Bank of Canada Image credit: Wikipedia
COVID-19 pandemic outbreak crisis has caused the bank to to deviate from its normal six-weekly schedule of setting its rate by making unscheduled cuts to its benchmark rate, half a percentage point two weeks ago, and another half-point today.
Prior to Friday's cut, Canada had the highest central bank rate in the developed world at 0.75 percent.
But cutting its rate, the bank facilitates lending cheaper, to encourage people to spend, borrow and invest to help the economy.
Besides rate change to help out the economy, the central bank also announced the creation of two new programs to ensure the accessibility of money to people and businesses in need.
Through the first program, called the Commercial Paper Purchase Program, central bank would take on a type of debt known as "commercial paper" from companies, to meet their short-term financing needs.

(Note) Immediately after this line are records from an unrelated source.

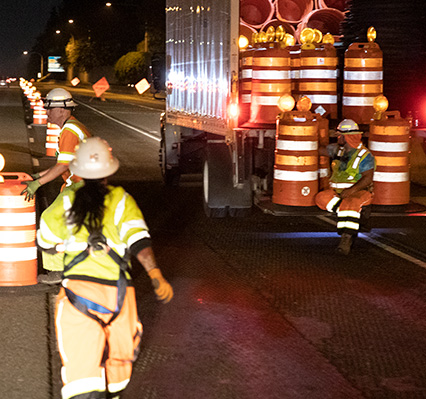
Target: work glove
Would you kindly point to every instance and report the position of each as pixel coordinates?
(32, 187)
(162, 288)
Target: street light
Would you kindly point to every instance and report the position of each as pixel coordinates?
(41, 60)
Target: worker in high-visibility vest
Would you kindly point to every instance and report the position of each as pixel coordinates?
(350, 184)
(59, 106)
(98, 227)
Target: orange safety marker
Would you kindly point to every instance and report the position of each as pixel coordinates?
(142, 86)
(18, 252)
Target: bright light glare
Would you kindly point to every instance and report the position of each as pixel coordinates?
(233, 110)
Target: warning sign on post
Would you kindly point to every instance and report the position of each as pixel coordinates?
(100, 87)
(142, 86)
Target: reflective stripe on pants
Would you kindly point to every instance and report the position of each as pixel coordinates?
(348, 210)
(91, 354)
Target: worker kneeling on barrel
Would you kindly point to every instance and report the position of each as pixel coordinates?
(100, 226)
(351, 182)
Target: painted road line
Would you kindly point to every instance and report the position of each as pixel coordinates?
(141, 131)
(374, 239)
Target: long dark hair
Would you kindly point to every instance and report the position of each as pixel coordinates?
(88, 207)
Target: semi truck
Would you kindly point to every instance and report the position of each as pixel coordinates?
(202, 130)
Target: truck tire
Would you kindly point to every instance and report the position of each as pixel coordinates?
(171, 176)
(220, 197)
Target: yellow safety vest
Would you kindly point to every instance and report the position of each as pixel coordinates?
(341, 179)
(123, 225)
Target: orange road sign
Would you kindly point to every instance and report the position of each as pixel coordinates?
(100, 87)
(142, 86)
(75, 81)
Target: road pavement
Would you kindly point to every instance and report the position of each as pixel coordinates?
(262, 306)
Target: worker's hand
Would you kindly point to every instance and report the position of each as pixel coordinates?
(32, 187)
(346, 193)
(162, 288)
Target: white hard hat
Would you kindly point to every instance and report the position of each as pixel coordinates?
(348, 126)
(94, 159)
(59, 98)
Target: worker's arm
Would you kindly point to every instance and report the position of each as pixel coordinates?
(162, 288)
(361, 184)
(51, 174)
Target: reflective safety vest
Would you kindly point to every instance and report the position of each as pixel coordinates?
(72, 133)
(345, 178)
(123, 225)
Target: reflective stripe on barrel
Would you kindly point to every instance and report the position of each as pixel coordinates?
(389, 143)
(270, 80)
(296, 161)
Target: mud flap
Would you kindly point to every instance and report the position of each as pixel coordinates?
(220, 197)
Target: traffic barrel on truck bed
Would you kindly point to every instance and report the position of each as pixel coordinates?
(389, 142)
(318, 77)
(362, 81)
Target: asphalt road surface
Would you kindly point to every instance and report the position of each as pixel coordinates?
(263, 306)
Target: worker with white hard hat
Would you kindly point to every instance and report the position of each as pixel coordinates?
(98, 227)
(351, 182)
(59, 106)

The second program will enable the central bank to buy up Canadian government debt in the form of bonds, to the tune of $5 billion a week.
Both the programs would ensure the liquidity in the economy making sure that there is enough available cash in the system to be accessed by credit-worthy borrowers, and alowing banks to lend it out to anyone that needs it.

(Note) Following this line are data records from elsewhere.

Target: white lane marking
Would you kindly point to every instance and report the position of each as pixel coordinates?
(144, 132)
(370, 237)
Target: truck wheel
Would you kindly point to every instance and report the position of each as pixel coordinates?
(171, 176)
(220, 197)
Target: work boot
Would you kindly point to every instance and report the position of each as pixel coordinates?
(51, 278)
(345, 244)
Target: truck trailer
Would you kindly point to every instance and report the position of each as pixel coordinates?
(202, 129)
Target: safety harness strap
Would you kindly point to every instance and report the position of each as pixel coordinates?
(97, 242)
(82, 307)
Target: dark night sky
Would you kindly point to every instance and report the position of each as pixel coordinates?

"It's not creating money in the sense of your textbook," governor Stephen Poloz said at a press conference following the bank's decision.
"You're creating liquidity because people need it to feel secure or confident that everything is going to be OK."
"The economy will need these kinds of supports in order to ensure a quick resumption of activity so we think its important to have it in place now," Poloz said.